Dali became involved with the Surrealist art movement in 1929. In Paris, he made a short film, “Un Chien Andalou,” with Luis Buñuel, which featured short scenes showing unusual and disturbing images (via the Museum of Modern Art). The Surrealists admired the movie, and both Dali and Buñuel became part of the group established by André Breton. Politically, the Surrealists supported communism and the French Communist Party. Dali seemingly believed in these ideals as well. But in the 1930s, he also developed a fascination with fascism. According to the Smithsonian Magazine, Dali claimed that he had a dream of Adolf Hitler “as a woman” who “ravished me.”

By 1934, the Surrealists reached a breaking point with Dali. Breton argued for Dali’s ouster from the group because he was “guilty on several occasions of counterrevolutionary actions involving the glorification of Hitlerian fascism, the undersigned propose that he be excluded from surrealism as a fascist element and combated by all available means” (via Mental Floss).

Dali played politics to his advantage

Salvador Dali’s political positions continued to fluctuate as the years went on.

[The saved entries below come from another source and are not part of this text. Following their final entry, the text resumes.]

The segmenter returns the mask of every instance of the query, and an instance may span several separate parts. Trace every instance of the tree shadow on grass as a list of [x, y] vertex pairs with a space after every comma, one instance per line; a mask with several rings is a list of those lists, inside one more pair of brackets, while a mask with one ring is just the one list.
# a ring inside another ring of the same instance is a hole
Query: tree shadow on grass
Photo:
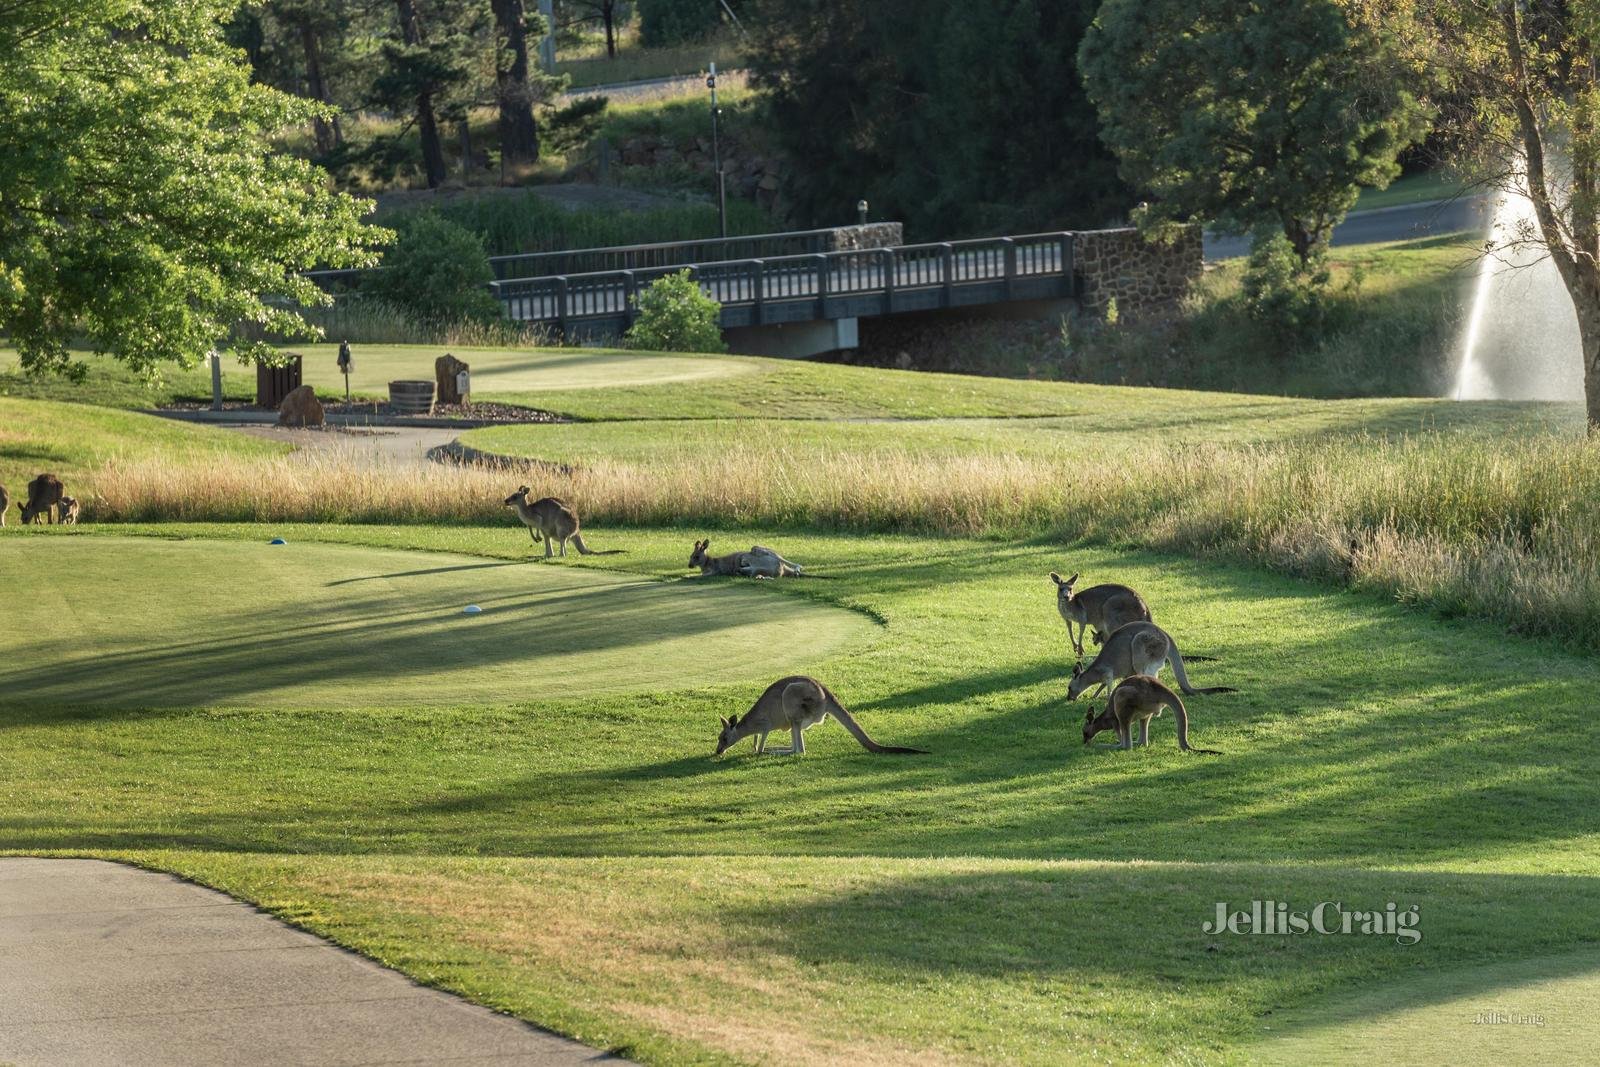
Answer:
[[[1046, 1006], [1085, 990], [1117, 990], [1123, 1001], [1182, 990], [1200, 1029], [1188, 1039], [1202, 1041], [1237, 1041], [1273, 1013], [1330, 991], [1402, 978], [1413, 985], [1421, 974], [1456, 968], [1461, 981], [1453, 995], [1492, 993], [1502, 979], [1470, 965], [1568, 952], [1600, 936], [1592, 918], [1600, 879], [1556, 875], [958, 860], [931, 873], [869, 865], [846, 885], [809, 894], [803, 907], [779, 899], [742, 906], [730, 918], [766, 950], [812, 966], [861, 968], [875, 982], [976, 978], [967, 995], [979, 997], [1004, 982], [988, 995], [1003, 996], [1003, 1010], [1024, 1014], [1028, 1001]], [[1219, 902], [1234, 911], [1249, 910], [1252, 901], [1283, 902], [1302, 913], [1324, 901], [1377, 912], [1391, 902], [1396, 911], [1415, 905], [1422, 939], [1205, 929]], [[1597, 969], [1596, 954], [1555, 965], [1561, 974]], [[1430, 993], [1418, 988], [1413, 1002], [1425, 1002]], [[1048, 1025], [1062, 1028], [1060, 1040], [1083, 1025], [1073, 1014], [1049, 1013], [1056, 1021]]]

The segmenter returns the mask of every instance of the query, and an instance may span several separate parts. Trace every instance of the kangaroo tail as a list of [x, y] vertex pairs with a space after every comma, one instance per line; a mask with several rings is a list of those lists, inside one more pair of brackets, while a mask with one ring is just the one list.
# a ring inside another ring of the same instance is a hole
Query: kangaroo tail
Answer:
[[[828, 693], [827, 690], [823, 690], [823, 692]], [[835, 719], [838, 719], [840, 725], [855, 735], [855, 739], [861, 742], [861, 747], [866, 749], [868, 752], [877, 752], [883, 755], [891, 756], [928, 755], [926, 750], [920, 748], [899, 748], [895, 745], [878, 744], [878, 742], [867, 736], [867, 731], [863, 730], [861, 728], [861, 724], [856, 722], [855, 718], [848, 711], [844, 710], [844, 705], [839, 703], [839, 698], [834, 696], [832, 693], [828, 693], [828, 714], [832, 715]]]
[[620, 548], [608, 548], [603, 552], [597, 552], [583, 543], [583, 535], [581, 533], [572, 535], [572, 547], [578, 550], [580, 556], [620, 556], [623, 554], [623, 550]]
[[1178, 688], [1185, 693], [1237, 693], [1238, 690], [1230, 685], [1213, 685], [1205, 689], [1196, 689], [1189, 684], [1189, 672], [1183, 669], [1183, 657], [1178, 654], [1178, 643], [1171, 638], [1167, 639], [1167, 662], [1172, 664], [1172, 674], [1178, 679]]
[[1189, 712], [1184, 708], [1183, 701], [1177, 693], [1169, 692], [1166, 699], [1167, 707], [1172, 709], [1173, 718], [1178, 720], [1178, 747], [1185, 752], [1198, 752], [1203, 756], [1220, 756], [1221, 752], [1214, 748], [1195, 748], [1189, 744]]
[[1188, 655], [1184, 656], [1183, 658], [1185, 660], [1187, 660], [1188, 662], [1190, 662], [1190, 663], [1217, 663], [1217, 662], [1219, 662], [1221, 660], [1222, 657], [1220, 657], [1220, 656], [1200, 656], [1200, 655], [1196, 655], [1193, 652], [1190, 652]]

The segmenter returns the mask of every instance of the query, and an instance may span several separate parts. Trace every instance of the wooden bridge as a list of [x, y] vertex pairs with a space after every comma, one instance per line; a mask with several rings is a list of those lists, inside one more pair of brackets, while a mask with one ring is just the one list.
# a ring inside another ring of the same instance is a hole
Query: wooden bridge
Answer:
[[[498, 257], [495, 270], [501, 277], [490, 289], [507, 317], [546, 323], [569, 340], [621, 334], [632, 324], [639, 290], [682, 270], [722, 305], [724, 329], [850, 320], [853, 330], [854, 320], [866, 316], [1078, 294], [1073, 234], [1066, 232], [695, 259], [696, 254], [723, 255], [740, 242], [770, 252], [774, 239], [799, 242], [823, 232]], [[759, 246], [760, 241], [769, 244]], [[662, 258], [670, 262], [659, 262]], [[612, 263], [618, 266], [505, 276], [523, 269]]]

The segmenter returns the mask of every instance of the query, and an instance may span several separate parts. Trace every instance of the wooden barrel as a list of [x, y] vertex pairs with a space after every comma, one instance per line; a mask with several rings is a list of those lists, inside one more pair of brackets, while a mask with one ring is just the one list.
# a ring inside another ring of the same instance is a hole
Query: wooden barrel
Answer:
[[281, 367], [269, 367], [265, 363], [256, 364], [256, 404], [260, 407], [277, 411], [283, 406], [283, 398], [300, 388], [300, 355], [291, 352], [292, 357]]
[[390, 382], [389, 403], [403, 415], [426, 415], [433, 410], [433, 383], [421, 380]]

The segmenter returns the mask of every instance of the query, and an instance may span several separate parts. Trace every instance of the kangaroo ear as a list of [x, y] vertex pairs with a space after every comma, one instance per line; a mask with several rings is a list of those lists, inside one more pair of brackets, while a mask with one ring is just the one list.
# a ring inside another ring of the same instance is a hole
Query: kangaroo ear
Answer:
[[721, 715], [717, 716], [717, 721], [722, 724], [722, 728], [724, 730], [726, 730], [728, 727], [733, 725], [733, 723], [729, 722], [727, 719], [723, 718]]
[[1061, 584], [1061, 575], [1057, 574], [1055, 571], [1051, 571], [1050, 572], [1050, 580], [1052, 582], [1055, 582], [1057, 585], [1060, 585]]
[[1078, 572], [1077, 571], [1073, 571], [1072, 572], [1072, 577], [1068, 578], [1066, 580], [1065, 584], [1067, 584], [1067, 585], [1077, 585], [1078, 584]]

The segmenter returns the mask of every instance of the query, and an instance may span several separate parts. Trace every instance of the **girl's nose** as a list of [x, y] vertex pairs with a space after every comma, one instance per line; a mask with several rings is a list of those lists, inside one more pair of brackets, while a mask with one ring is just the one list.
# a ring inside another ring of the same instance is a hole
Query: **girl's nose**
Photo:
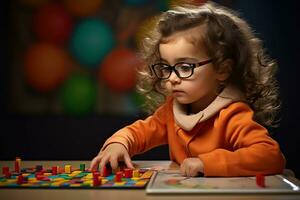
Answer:
[[177, 74], [172, 71], [169, 79], [168, 79], [172, 84], [178, 84], [180, 83], [181, 79], [177, 76]]

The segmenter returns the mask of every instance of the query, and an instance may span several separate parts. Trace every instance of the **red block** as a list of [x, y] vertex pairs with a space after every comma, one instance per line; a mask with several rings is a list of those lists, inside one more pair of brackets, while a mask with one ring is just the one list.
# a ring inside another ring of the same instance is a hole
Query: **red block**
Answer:
[[2, 167], [2, 174], [7, 174], [9, 172], [9, 167]]
[[52, 167], [52, 175], [57, 175], [57, 166]]
[[59, 167], [58, 173], [63, 174], [65, 172], [65, 169], [63, 167]]
[[122, 182], [122, 172], [116, 172], [115, 182]]
[[95, 178], [93, 178], [93, 186], [99, 186], [101, 184], [102, 184], [101, 177], [95, 177]]
[[50, 181], [50, 178], [43, 176], [43, 178], [41, 179], [42, 181]]
[[125, 178], [131, 178], [132, 177], [132, 169], [124, 169]]
[[93, 178], [98, 178], [100, 176], [100, 172], [93, 171]]
[[42, 176], [43, 174], [44, 174], [43, 172], [35, 172], [35, 177]]
[[19, 161], [15, 161], [15, 172], [20, 173], [20, 162]]
[[259, 187], [266, 187], [265, 185], [265, 176], [263, 174], [256, 175], [256, 185]]
[[11, 173], [10, 173], [10, 172], [7, 172], [7, 173], [5, 174], [5, 178], [11, 178]]
[[43, 179], [45, 178], [45, 176], [44, 176], [44, 175], [41, 175], [41, 174], [36, 174], [36, 175], [35, 175], [35, 178], [36, 178], [37, 180], [41, 181], [41, 180], [43, 180]]
[[23, 175], [19, 175], [18, 178], [17, 178], [17, 184], [22, 184], [23, 181], [24, 181]]

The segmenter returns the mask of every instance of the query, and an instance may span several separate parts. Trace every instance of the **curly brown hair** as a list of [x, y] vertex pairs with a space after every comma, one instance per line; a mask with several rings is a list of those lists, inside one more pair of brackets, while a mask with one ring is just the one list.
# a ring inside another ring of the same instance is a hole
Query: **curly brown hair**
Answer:
[[216, 70], [223, 61], [232, 61], [226, 84], [234, 84], [244, 93], [257, 122], [274, 127], [280, 108], [276, 62], [267, 56], [246, 21], [233, 10], [211, 2], [198, 7], [176, 6], [158, 16], [154, 29], [145, 35], [140, 47], [146, 65], [139, 69], [137, 89], [146, 96], [147, 111], [153, 112], [166, 97], [162, 81], [149, 68], [160, 61], [162, 39], [201, 25], [206, 27], [201, 39]]

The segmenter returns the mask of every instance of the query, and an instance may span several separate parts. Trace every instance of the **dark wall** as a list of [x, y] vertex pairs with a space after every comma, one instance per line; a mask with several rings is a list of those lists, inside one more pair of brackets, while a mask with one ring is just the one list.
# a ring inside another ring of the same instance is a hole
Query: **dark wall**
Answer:
[[300, 177], [299, 4], [296, 1], [234, 1], [234, 8], [254, 28], [267, 52], [278, 63], [282, 99], [281, 123], [273, 137], [280, 143], [287, 168]]
[[[105, 140], [134, 117], [6, 116], [0, 142], [0, 160], [90, 160]], [[167, 147], [136, 159], [168, 159]]]

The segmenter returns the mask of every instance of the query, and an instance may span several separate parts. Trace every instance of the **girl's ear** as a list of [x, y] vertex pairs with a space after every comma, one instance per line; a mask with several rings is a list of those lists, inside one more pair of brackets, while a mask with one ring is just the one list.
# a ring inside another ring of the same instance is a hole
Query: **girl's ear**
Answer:
[[233, 61], [231, 59], [226, 59], [220, 64], [217, 71], [219, 81], [225, 81], [229, 78], [232, 71], [232, 65]]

Right before the start of the Spanish Civil War, he painted “Soft Construction with Boiled Beans (Premonition of Civil War).” The work’s gruesome imagery featured a figure ripping itself apart, and the painting was taken by many to be an anti-war statement (via Smithsonian Magazine). But when the war broke out, Dali expressed his support for General Francisco Franco and his Nationalist movement, which was aided by two fascist countries, Italy and Germany.

Dali stepped away from Europe during the next major military conflict, World War II. He and his wife, Gala, moved to the United States in 1940 where they stayed for the duration of the war. During this time, Dali penned his autobiography and declared that “I’m totally apolitical!” (via Art Pulse magazine). In 1948, he returned to Spain, then ruled by General Franco, and cultivated a relationship with this widely despised dictator. Dali painted a portrait of Franco’s niece, María del Carmen Martínez de Bordíu Franco, which he gave to the Spanish ruler in 1972. But his connection to Franco seemed to come from a personal rather than a political agenda. In 1956, Dali got Franco’s approval to build his own museum in his hometown. The artist designed the structure himself, which still stands to this day.